O gestor destacou o “desempenho resiliente, com as receitas a crescerem no primeiro semestre,
suportadas pelo aumento da capacidade e pela melhoria das receitas unitárias. Esta performance foi acompanhada por melhorias operacionais assinaláveis, com o aumento da pontualidade e da regularidade das operações, bem como pela evolução positiva da satisfação dos nossos Clientes, demonstrando a solidez do nosso modelo de negócio e da nossa rede única”.
A companhia também destaca a emissão de 350 milhões de euros em dívida, “ao spread de crédito mais baixo de sempre da TAP numa emissão desta natureza, um claro sinal da confiança dos investidores na solidez do nosso percurso”.
Sobre o fim do Plano Estratégico, a TAP diz que inicia agora um “novo capítulo. Definimos um
Plano Estratégico para a próxima década, orientado para a criação de valor sustentável, cuja execução é acelerada pelo Programa Horizon, o nosso programa de aceleração digital, inovação e melhoria contínua. Continuaremos a executar este plano com disciplina, mantendo o foco na qualidade da receita, na resiliência operacional e no crescimento sustentável”.

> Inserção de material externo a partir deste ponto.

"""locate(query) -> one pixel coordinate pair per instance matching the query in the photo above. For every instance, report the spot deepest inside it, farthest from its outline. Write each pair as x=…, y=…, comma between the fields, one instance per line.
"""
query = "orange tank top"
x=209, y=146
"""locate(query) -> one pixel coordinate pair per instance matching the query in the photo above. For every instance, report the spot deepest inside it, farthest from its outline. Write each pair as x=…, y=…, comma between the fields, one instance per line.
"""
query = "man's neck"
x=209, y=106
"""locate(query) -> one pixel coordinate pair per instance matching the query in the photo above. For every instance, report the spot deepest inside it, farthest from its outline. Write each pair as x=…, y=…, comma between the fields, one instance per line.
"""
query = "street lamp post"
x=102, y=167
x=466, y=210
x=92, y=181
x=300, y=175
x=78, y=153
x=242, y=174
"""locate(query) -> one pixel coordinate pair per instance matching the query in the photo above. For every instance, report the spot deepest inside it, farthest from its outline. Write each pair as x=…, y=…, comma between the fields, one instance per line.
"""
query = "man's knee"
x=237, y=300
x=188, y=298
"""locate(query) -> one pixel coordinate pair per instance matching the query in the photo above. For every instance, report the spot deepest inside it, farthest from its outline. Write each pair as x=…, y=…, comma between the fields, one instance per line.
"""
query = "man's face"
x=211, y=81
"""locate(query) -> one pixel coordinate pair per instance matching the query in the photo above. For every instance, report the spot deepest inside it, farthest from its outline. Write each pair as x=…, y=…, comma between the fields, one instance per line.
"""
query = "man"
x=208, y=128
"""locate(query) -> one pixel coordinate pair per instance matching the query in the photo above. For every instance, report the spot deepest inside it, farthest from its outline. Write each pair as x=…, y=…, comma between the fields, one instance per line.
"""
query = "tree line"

A companhia apresentou um EBITDA recorrente de 182 milhões de euros no primeiro semestre, menos 77 milhões face a 2025, com uma margem de 8,9%, justificando a queda com a subida dos preços do combustível.
A companhia anunciou que transportou mais 4% de passageiros para um total de 8,2 milhões, com 57,5 mil voos, em linha com o ano anterior.
Já a capacidade aumentou 2%, “suportada pelo crescimento da operação transatlântica verificado no primeiro trimestre de 2026”.
As receitas subiram 4% para mais de 2 milhões, à boleia de mais vendas de bilhetes que subiram mais de 4%, com a melhoria da capacidade e da receita por passageiro que subiu 3% para quase 7 cêntimos, “refletindo sobretudo a performance positiva da América do Sul e da Europa, beneficiando da forte procura nestes mercados durante o primeiro trimestre de 2026”.
A TAP conta com quatro novas rotas a partir de Lisboa para destinos europeus (Ibiza, Alicante, Palma de Maiorca e Menorca), e a rota sazonal de longo curso para São Francisco, via Terceira.
A frota da companhia conta com 101 aeronaves, mais duas entre o primeiro e o segundo trimestre, depois da entrada de dois A320neo.